Helen smiled at him and nuzzled her cheek against his mouth. “My wild afternoon lover,” she whispered. “You can always take me out to dinner that way, if you like.”

He sat a long time with Little Squab Bones in the car outside her dark apartment. He had chosen the time well—the college was letting out; Cindy was leaving town. She was already upset at having to say goodbye to her favorite writer; he was, at least, the only writer she'd actually met.

“I'm sure you'll have a good year, next year, Cindy," he said. “And if you come back to see anyone, please stop and see us, Duncan will miss you.” The girl stared into the cold lights of the dashboard, then looked over at Garp, miserably—tears and the whole flushed story on her face.

“I'll miss you,” she whined.

“No, no,” Garp said. “Don't miss me.”

“I love you,” she whispered, and let her slim head bump awkwardly against his shoulder.

“No, don't say that,” he said, not touching her. Not yet.

The three-pack of condoms nestled patiently in his pocket, coiled like snakes.

In her musty apartment, he used only one of them. To his surprise, all her furniture had been moved out; they jammed her lumpy suitcases together and made an uncomfortable bed. He was careful not to stay a second more than necessary, lest Helen think he'd spent too long a time for even a literary goodbye.

A thick swollen stream ran through the women's college grounds and Garp discarded the remaining two prophylactics there, throwing them furtively out the window of his moving car—imagining that an alert campus cop might have seen him and would already be scrambling down the bank to retrieve the evidence: the rubbers plucked out of the current! The discovered weapon that leads back to the crime for which it was used.

But no one saw him, no one found him out. Even Helen, already asleep, would not have found the smell of sex peculiar: after all, only hours before, he had legitimately acquired the odor. Even so, Garp showered, and slipped cleanly into his own safe bed; he curled against Helen, who murmured some affection; instinctively, she thrust one long thigh over his hip. When he failed to respond, she forced her buttocks back against him. Garp's throat ached at her trust, and at his love for her. He felt fondly the slight swell of Helen's pregnancy.
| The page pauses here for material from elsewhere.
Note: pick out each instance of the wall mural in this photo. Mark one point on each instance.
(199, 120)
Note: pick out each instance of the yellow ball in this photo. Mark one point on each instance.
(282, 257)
Duncan was a healthy, bright child. Garp's first novel had at least made him what he said he wanted to be. Lust still troubled Garp's young life, but he was fortunate that his wife still lusted for him, and he for her. Now a second child would join their careful, orderly adventure. He felt Helen's belly anxiously—for a kick, a sign of life. Although he'd agreed with Helen that it would be nice to have a girl, Garp hoped for another boy.

Why? he thought. He recalled the girl in the park, his image of the tongueless Ellen James, his own mother's difficult decisions. He felt fortunate to be with Helen; she had her own ambitions and he could not manipulate her. But he remembered the Kдrntnerstrasse whores, and Cushie Percy (who would die making a baby). And now—her scent still on him, or at least on his mind, although he had washed—the plundered Little Squab Bones. Cindy had cried under him, her back bent against a suitcase. A blue vein had pulsed at her temple, which was the translucent temple of a fair-skinned child. And though Cindy still had her tongue, she'd been unable to speak to him when he left her.

Garp didn't want a daughter because of men. Because of bad men, certainly; but even, he thought, because of men like me.